13 Numbers That Tell the Story of Venezuela's Crisis
13 Numbers That Tell the Story of Venezuela's Crisis
Nicolás Maduro’s government is running out of cash and fuel—and fast.
The stories coming out of Venezuela as it faces crises of all types—political, economic, humanitarian—can at times seem otherworldly. Here are 13 numbers that help make tangible what the country is going through.
1.1 million
Barrels of oil Venezuela is producing per day, as of January of this year, down more than 30 percent from the same month a year prior. Analysts expect the downward trend to continue and say production could dip below 700,000 barrels per day in 2020 in a worst-case scenario. Another 200,000 barrels are at risk if Venezuela is unable to import crucial diluents it needs for refining when its supply is expected to run out sometime in February or March. In 1998—its most productive year—Venezuela produced more than 3.1 million barrels per day.
36 percent
Share of government revenues that was coming from Venezuela’s oil exports to the United States when Washington announced sanctions on state oil firm PDVSA on January 28.
60,000
Barrels of gasoline per day Venezuela is short for domestic use, roughly one-third of daily consumption, leading to long lines at gas stations.
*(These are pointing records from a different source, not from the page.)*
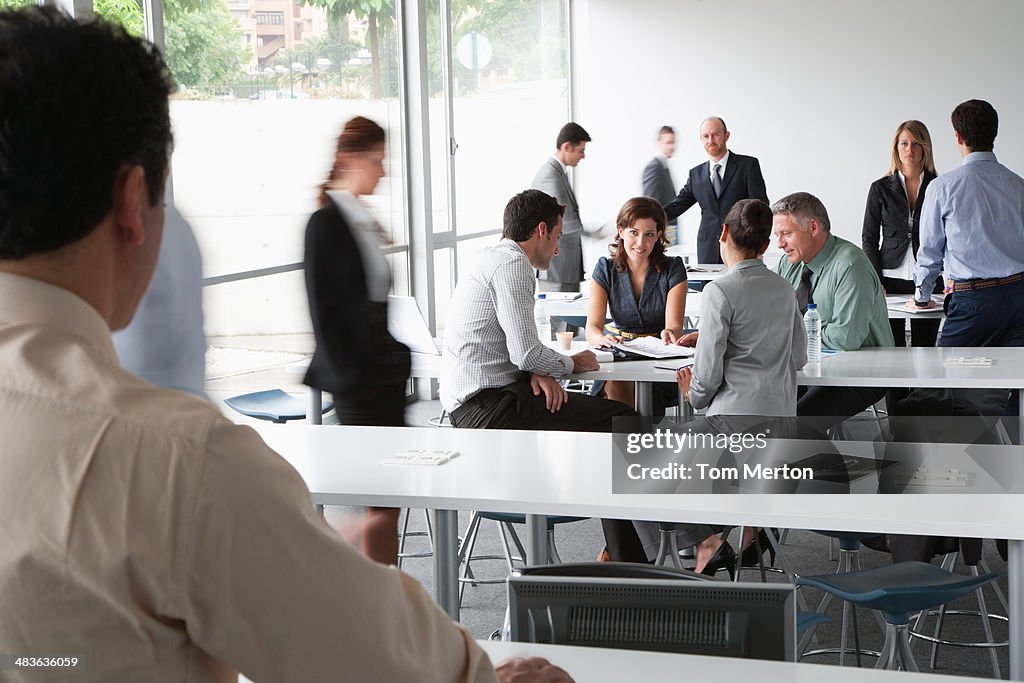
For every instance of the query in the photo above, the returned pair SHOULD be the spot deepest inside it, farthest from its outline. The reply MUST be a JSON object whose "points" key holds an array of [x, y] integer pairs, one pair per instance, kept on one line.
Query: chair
{"points": [[978, 565], [404, 535], [849, 561], [506, 531], [898, 591], [272, 404]]}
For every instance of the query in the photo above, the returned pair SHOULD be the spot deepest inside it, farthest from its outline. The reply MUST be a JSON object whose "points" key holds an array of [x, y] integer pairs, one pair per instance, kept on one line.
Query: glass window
{"points": [[510, 98]]}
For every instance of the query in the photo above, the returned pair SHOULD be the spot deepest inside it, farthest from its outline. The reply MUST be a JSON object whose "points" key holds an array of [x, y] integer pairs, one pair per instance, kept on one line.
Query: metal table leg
{"points": [[445, 560], [314, 407], [537, 540], [1015, 570], [645, 397]]}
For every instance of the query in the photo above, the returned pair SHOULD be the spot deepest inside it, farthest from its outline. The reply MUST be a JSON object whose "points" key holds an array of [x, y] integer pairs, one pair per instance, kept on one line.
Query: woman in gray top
{"points": [[750, 347], [752, 338]]}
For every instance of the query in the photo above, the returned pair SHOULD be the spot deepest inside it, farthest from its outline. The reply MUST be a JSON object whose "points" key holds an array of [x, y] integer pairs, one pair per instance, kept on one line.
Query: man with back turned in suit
{"points": [[656, 179], [716, 185], [565, 271]]}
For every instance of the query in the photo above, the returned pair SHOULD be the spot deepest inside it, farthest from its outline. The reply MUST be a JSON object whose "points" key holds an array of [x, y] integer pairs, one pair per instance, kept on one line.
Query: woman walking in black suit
{"points": [[891, 237], [347, 283]]}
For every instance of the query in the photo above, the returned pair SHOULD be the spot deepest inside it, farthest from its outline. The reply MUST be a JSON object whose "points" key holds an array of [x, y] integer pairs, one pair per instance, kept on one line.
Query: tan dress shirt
{"points": [[146, 535]]}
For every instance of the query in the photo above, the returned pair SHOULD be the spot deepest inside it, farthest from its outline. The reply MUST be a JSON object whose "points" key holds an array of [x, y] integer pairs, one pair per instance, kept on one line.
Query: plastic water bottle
{"points": [[812, 326], [542, 318]]}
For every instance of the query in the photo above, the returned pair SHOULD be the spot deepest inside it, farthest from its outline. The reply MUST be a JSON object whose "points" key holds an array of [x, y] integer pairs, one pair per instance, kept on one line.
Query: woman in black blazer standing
{"points": [[347, 283], [892, 219]]}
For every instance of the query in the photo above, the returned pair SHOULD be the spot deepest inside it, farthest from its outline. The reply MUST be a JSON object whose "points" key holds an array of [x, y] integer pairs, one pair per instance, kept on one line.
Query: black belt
{"points": [[968, 285]]}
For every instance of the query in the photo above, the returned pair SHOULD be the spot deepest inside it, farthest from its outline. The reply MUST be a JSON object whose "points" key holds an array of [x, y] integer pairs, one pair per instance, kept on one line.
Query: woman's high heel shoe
{"points": [[749, 558], [724, 558]]}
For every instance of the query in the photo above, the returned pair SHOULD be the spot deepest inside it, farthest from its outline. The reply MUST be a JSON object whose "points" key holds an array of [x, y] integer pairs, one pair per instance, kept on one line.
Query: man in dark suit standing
{"points": [[716, 185], [565, 271], [657, 181]]}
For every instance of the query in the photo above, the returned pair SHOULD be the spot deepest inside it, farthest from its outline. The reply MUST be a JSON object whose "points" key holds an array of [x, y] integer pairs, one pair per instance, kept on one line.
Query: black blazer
{"points": [[886, 215], [742, 180], [657, 181], [354, 348]]}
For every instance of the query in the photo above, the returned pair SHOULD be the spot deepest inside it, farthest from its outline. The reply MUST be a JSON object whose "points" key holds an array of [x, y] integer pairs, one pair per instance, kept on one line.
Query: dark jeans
{"points": [[515, 407], [835, 404], [382, 406], [991, 316]]}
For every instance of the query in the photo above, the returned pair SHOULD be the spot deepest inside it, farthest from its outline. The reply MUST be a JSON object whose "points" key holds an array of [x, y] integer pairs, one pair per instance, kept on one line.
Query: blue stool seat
{"points": [[897, 591], [271, 404], [515, 518]]}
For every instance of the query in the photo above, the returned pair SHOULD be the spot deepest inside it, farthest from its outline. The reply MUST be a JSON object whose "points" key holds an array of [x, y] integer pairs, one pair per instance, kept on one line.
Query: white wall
{"points": [[813, 88]]}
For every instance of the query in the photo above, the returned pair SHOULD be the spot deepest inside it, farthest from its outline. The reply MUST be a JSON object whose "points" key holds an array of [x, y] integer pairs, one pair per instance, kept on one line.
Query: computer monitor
{"points": [[739, 620]]}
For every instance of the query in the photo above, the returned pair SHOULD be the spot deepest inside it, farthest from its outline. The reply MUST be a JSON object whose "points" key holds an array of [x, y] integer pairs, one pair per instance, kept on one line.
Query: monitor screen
{"points": [[739, 620]]}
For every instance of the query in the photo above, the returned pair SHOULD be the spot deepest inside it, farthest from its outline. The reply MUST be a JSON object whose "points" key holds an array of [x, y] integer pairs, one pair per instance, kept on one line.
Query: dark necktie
{"points": [[804, 289], [716, 179]]}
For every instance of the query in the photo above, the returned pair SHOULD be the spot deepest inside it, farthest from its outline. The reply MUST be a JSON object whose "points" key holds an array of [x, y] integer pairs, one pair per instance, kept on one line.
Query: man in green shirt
{"points": [[837, 275]]}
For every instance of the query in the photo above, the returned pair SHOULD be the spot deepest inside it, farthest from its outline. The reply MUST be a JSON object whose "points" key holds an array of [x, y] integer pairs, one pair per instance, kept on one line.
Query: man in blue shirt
{"points": [[973, 221]]}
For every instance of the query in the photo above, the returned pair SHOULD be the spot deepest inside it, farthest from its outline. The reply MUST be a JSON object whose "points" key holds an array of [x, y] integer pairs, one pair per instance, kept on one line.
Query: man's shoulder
{"points": [[743, 159], [546, 171], [506, 256], [848, 253]]}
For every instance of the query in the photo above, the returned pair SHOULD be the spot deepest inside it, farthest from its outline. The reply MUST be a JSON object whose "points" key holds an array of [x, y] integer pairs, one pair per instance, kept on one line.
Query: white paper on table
{"points": [[653, 347], [421, 457]]}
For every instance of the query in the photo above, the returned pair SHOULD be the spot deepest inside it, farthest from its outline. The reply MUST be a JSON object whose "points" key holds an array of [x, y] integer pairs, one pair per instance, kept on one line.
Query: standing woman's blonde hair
{"points": [[920, 132], [359, 134]]}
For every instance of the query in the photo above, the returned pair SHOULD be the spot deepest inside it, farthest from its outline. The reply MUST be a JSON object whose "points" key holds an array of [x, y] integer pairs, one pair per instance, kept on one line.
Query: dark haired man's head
{"points": [[535, 220], [570, 146], [976, 124], [750, 223], [526, 210], [572, 133], [80, 104]]}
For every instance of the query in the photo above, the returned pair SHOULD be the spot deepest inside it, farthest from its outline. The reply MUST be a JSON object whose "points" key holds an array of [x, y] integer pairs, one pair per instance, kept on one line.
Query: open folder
{"points": [[653, 348]]}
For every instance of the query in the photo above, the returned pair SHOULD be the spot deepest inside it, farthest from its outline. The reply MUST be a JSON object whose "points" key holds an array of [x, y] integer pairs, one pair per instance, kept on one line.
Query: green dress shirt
{"points": [[848, 294]]}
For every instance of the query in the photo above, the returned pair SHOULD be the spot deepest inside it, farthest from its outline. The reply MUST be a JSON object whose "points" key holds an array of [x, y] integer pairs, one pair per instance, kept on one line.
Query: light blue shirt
{"points": [[973, 221]]}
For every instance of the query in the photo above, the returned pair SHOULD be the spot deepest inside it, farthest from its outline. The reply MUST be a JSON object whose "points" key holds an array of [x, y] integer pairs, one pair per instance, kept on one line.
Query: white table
{"points": [[565, 473], [914, 368], [593, 665]]}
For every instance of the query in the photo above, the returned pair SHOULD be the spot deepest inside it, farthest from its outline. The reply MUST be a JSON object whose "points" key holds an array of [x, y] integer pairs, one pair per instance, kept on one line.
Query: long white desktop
{"points": [[564, 473], [591, 665], [913, 368]]}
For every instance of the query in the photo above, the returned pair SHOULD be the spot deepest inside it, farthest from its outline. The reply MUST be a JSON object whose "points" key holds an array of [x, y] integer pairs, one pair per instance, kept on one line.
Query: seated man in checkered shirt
{"points": [[496, 372]]}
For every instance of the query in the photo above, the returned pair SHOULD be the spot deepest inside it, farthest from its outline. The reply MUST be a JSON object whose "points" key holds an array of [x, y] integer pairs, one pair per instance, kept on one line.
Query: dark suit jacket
{"points": [[886, 215], [742, 180], [354, 349], [566, 267], [657, 181]]}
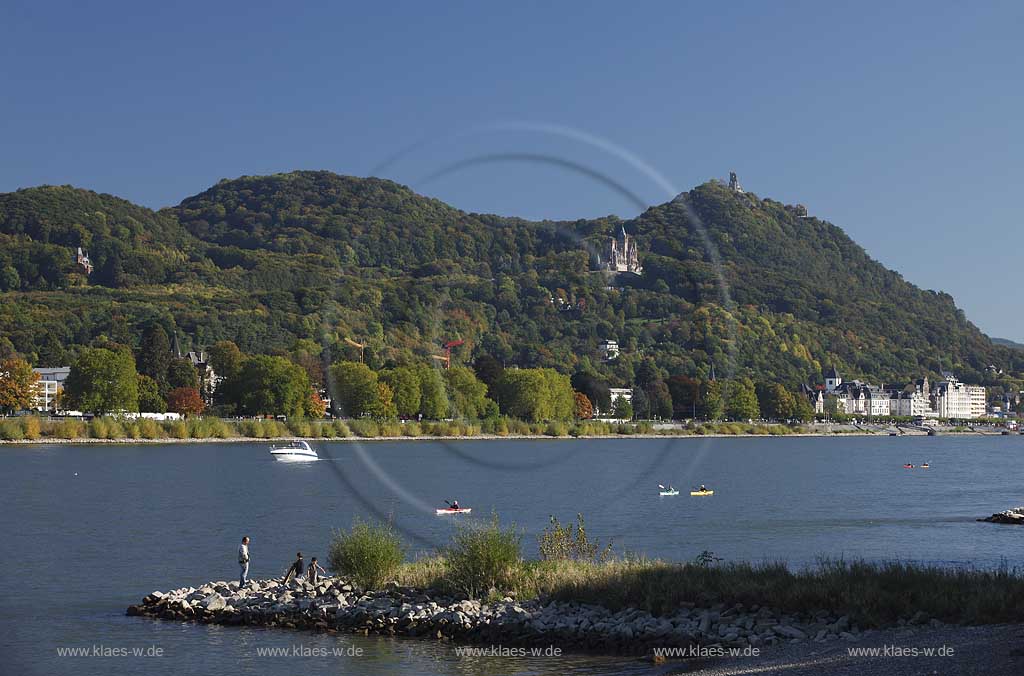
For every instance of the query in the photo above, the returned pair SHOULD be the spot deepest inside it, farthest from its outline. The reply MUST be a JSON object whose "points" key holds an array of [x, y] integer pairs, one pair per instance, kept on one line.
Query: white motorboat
{"points": [[297, 451]]}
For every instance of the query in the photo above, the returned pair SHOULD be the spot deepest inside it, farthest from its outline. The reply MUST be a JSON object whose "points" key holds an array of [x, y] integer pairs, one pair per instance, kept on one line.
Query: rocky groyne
{"points": [[1013, 516], [334, 605]]}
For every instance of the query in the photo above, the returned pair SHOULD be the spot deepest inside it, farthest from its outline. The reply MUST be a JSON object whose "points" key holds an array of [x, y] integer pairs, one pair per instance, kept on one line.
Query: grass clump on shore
{"points": [[484, 560], [483, 557], [369, 553], [871, 594], [570, 542]]}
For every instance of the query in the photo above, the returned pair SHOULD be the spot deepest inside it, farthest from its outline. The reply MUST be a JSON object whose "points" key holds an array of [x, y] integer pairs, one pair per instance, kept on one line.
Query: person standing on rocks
{"points": [[298, 567], [244, 561], [312, 575]]}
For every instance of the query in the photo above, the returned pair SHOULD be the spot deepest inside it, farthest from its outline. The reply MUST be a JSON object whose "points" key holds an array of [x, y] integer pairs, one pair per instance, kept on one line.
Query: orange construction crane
{"points": [[446, 358], [355, 344]]}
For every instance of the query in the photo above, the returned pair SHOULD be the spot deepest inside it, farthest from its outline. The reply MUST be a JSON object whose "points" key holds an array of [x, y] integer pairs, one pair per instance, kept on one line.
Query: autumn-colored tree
{"points": [[315, 408], [185, 400], [584, 409], [383, 408], [17, 384]]}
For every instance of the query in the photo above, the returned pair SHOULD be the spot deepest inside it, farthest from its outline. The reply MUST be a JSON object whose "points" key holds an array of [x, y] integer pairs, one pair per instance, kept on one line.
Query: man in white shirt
{"points": [[244, 561]]}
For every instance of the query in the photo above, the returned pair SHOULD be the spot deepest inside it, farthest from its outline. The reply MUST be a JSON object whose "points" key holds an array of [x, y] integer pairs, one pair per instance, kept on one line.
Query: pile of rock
{"points": [[1010, 516], [334, 605]]}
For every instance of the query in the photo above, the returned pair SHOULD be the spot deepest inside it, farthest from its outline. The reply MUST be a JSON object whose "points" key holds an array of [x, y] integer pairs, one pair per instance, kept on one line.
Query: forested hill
{"points": [[295, 263]]}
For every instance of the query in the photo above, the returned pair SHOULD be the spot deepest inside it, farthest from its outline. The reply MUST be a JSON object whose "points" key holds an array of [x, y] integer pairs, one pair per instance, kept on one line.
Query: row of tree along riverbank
{"points": [[31, 428]]}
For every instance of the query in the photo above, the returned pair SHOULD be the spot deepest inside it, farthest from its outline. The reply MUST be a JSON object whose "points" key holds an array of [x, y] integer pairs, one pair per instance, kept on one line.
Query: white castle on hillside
{"points": [[621, 253], [947, 398]]}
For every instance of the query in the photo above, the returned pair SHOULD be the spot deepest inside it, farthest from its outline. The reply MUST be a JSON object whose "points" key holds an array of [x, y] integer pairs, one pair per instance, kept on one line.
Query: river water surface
{"points": [[88, 530]]}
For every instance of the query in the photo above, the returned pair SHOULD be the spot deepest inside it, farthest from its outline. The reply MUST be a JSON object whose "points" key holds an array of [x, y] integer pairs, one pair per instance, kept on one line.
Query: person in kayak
{"points": [[298, 567]]}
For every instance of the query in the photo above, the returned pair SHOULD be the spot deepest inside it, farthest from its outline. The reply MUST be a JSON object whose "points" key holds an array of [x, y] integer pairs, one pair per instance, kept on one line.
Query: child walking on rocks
{"points": [[298, 567]]}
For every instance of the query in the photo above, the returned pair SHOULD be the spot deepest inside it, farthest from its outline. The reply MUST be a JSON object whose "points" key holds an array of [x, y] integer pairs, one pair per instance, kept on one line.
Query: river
{"points": [[88, 530]]}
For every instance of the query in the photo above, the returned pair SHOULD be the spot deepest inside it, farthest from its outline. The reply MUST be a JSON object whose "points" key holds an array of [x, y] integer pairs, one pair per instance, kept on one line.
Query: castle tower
{"points": [[833, 380], [622, 254]]}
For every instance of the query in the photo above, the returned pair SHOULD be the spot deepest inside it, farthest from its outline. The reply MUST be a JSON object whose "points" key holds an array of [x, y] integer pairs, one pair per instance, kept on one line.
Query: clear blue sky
{"points": [[901, 124]]}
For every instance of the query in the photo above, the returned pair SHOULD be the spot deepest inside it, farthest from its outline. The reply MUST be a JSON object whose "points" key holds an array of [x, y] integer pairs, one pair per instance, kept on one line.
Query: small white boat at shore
{"points": [[297, 451]]}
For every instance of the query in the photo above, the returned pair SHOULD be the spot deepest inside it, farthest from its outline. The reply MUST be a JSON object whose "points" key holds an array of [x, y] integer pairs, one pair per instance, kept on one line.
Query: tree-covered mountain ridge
{"points": [[304, 260]]}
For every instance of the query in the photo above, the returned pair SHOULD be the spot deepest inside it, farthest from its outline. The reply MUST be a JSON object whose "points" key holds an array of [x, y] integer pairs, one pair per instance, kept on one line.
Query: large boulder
{"points": [[214, 602]]}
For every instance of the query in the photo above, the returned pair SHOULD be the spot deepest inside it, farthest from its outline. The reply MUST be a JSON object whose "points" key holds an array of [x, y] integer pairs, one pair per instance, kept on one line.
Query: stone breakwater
{"points": [[334, 605], [1014, 516]]}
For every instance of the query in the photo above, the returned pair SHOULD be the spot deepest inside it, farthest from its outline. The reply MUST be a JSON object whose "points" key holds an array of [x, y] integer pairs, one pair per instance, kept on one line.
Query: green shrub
{"points": [[483, 557], [365, 427], [177, 429], [31, 427], [389, 429], [520, 427], [341, 429], [555, 429], [368, 553], [570, 542], [148, 429], [299, 427], [69, 429], [105, 428], [198, 428], [11, 430]]}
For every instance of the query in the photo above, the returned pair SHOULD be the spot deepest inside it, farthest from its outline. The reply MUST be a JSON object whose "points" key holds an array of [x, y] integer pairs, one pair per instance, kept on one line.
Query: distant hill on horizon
{"points": [[1008, 343], [301, 260]]}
The country’s five refineries were working at 20 percent capacity in January.
$60 billion
The amount Venezuelan economist Ricardo Hausmann, who’s advising interim President Juan Guaidó and the Lima Group, says the country will need from the International Monetary Fund (IMF) in order to rebuild in an eventual transition. $60 billion is also the amount of privately held bonds the Maduro government at one point hoped to renegotiate with bondholders and now is defaulting on.
$20 billion
Outstanding payments Venezuela owes China for a decade-long, oil-for-money arrangement. Guaidó is lobbying Beijing to recognize him instead of Nicolás Maduro as its best option for doing business going forward.
$900 million
Amount of gold a shadowy Turkish firm helped to move out of Venezuela for Maduro in 2018. In late January, the Bank of England blocked Maduro from withdrawing $1.2 billion in gold. The Venezuelan Central Bank has $8 billion in foreign reserves.
$1.5 billion
Amount the more than 1 million Venezuelan migrants in Colombia cost their host country annually, representing about 0.5 percent of Colombian GDP.
43
Known deaths attributed to state security forces—most notably by the FAES special action police units raiding poor, formerly chavista Caracas neighborhoods to intimidate residents from backing Guaidó—between January 22 and February 3. Rights groups estimate another 900 people were arrested in this time.
27 percent
Rate of homicides in Venezuela committed by police and military forces in 2017, according to a criminology professor at the Central University of Venezuela, who suggests the rate rose last year. State security forces killed 4,998 people in 2017 alone, according to official figures.
19
Number of days it takes for prices to double in Venezuela, due to runaway inflation, which the IMF estimates will hit 10 million percent in 2019.
700 calories
The most food you can buy per day on a minimum wage salary, which sometimes must cover multiple people in a family. In 2017, two in three Venezuelans said they lost an average of 24 pounds, and the year before, three in four reported losing an average of 19 pounds.
250,000
People who have volunteered to help distribute humanitarian aid through an effort set up by Guaidó and run by one of his fellow lawmakers. The group plans to distribute 1.7 million nutritional rations for children. The U.S. Agency for International Development has pledged $20 million in assistance. On February 4, Canadian Prime Minister Justin Trudeau pledged $53 million for humanitarian aid to the interim government.
23
The day in February that Guaidó says humanitarian aid will enter Venezuela—“come what may.”